License Plate Decals Seem To Be Keeping Teens Off The Roads When They Shouldn’t Be On Them

In an effort to cut down on car collisions involving young drivers, New Jersey slapped red decals on the license plates of teens with provisional licenses two years ago and it seems to be working, says a new study. The thinking being if it’s easier for cops to spot teenagers eschewing curfew rules, they can bust said youngins before they hurt themselves or others by driving irresponsibly, or simply because of lack of experience.

The study’s findings say those decals appear to be working, reports CBS Philly, and has already been cited by the AAA and politicians in New Jersey who are proponents of the square red stickers.

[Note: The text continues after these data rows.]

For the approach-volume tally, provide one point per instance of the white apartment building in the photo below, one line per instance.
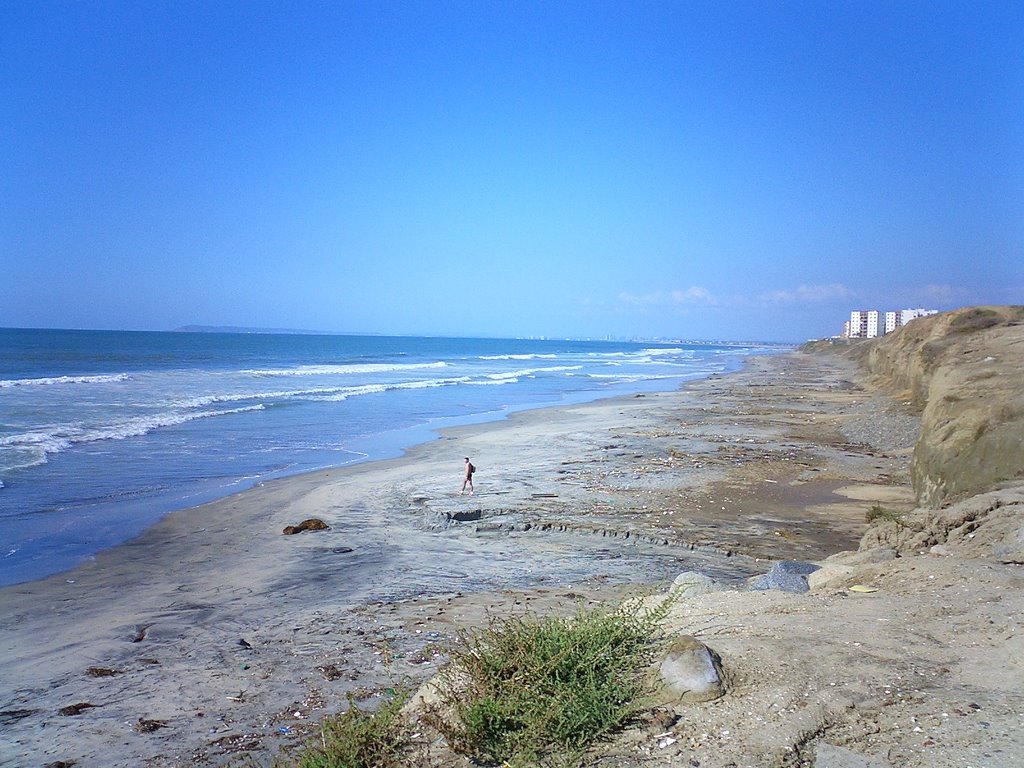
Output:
(864, 323)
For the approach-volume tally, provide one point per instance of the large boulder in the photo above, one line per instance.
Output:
(690, 672)
(787, 576)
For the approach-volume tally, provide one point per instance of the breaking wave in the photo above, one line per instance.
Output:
(54, 380)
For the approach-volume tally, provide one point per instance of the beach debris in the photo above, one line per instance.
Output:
(237, 742)
(76, 709)
(312, 523)
(787, 576)
(101, 672)
(691, 672)
(148, 726)
(12, 716)
(330, 672)
(862, 588)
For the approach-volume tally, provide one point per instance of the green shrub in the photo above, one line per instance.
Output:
(360, 739)
(528, 691)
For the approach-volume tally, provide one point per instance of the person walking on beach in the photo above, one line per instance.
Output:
(468, 477)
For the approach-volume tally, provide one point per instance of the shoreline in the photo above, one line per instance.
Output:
(383, 446)
(214, 624)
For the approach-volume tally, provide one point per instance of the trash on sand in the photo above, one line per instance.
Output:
(862, 588)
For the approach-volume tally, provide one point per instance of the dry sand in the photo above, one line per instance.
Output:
(213, 636)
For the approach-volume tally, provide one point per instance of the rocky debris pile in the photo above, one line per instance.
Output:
(962, 370)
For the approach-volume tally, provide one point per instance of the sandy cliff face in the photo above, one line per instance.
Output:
(965, 371)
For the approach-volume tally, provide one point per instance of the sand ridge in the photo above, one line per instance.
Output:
(236, 638)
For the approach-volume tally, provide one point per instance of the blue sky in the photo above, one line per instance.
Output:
(706, 170)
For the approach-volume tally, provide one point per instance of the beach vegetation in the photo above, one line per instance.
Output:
(529, 691)
(358, 738)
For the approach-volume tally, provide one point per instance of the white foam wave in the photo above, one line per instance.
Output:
(346, 392)
(532, 372)
(317, 393)
(530, 356)
(39, 443)
(53, 380)
(370, 368)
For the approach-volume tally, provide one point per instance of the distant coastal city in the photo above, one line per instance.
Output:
(864, 324)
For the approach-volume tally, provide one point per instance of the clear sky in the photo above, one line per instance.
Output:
(705, 170)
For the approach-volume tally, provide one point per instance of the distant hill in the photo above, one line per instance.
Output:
(243, 330)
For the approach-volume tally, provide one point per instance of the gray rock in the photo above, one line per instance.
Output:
(691, 672)
(829, 756)
(787, 576)
(692, 583)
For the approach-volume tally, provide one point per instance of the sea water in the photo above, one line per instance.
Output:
(101, 433)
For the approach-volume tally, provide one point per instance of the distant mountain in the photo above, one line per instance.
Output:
(243, 330)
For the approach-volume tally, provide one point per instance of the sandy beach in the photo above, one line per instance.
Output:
(213, 636)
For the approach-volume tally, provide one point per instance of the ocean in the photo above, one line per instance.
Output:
(103, 432)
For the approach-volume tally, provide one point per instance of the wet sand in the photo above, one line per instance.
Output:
(213, 635)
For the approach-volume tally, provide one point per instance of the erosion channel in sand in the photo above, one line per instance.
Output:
(213, 636)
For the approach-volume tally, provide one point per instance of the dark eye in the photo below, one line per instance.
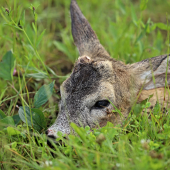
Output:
(101, 104)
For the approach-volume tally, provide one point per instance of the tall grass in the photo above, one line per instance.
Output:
(39, 35)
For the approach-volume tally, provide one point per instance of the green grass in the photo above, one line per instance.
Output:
(130, 30)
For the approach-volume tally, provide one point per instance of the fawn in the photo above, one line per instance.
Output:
(98, 80)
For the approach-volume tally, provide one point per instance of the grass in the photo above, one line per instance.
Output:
(131, 31)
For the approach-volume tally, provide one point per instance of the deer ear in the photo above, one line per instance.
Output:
(152, 72)
(84, 37)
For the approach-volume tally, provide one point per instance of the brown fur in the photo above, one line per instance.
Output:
(98, 77)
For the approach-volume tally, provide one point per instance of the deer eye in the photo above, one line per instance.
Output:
(101, 104)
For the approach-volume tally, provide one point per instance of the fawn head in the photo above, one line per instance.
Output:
(99, 83)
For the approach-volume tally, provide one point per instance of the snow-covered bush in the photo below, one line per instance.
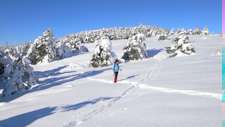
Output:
(103, 54)
(43, 48)
(47, 49)
(162, 37)
(205, 31)
(181, 46)
(135, 49)
(67, 48)
(15, 74)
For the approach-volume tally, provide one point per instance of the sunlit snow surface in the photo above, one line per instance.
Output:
(155, 92)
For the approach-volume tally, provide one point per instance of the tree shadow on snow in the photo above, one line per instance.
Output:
(54, 81)
(25, 119)
(85, 103)
(153, 52)
(129, 77)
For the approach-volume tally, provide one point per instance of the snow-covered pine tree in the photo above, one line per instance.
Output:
(182, 46)
(15, 74)
(69, 47)
(205, 31)
(43, 48)
(103, 54)
(136, 48)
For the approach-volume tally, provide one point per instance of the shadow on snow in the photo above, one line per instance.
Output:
(25, 119)
(54, 81)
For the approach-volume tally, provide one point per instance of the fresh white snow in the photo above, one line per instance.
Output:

The study was conducted with the Center for Injury Research and Prevention at Children’s Hospital of Philadelphia and found that it’s made it much easier for police to identify those drivers operating vehicles on graduate driver’s licenses.

“They decreased the rate of police reported crashes among probationary drivers by 9 percent, and they also look like they supported the ability of police officers to enforce important GDL restrictions,” says the study’s author.

Teens were getting 14% more tickets when it came to violating curfew, flaunting passenger restrictions and other rules. Better to get a ticket than to get into an accident, even if your mom won’t let you drive yourself to school (so embarrassing!).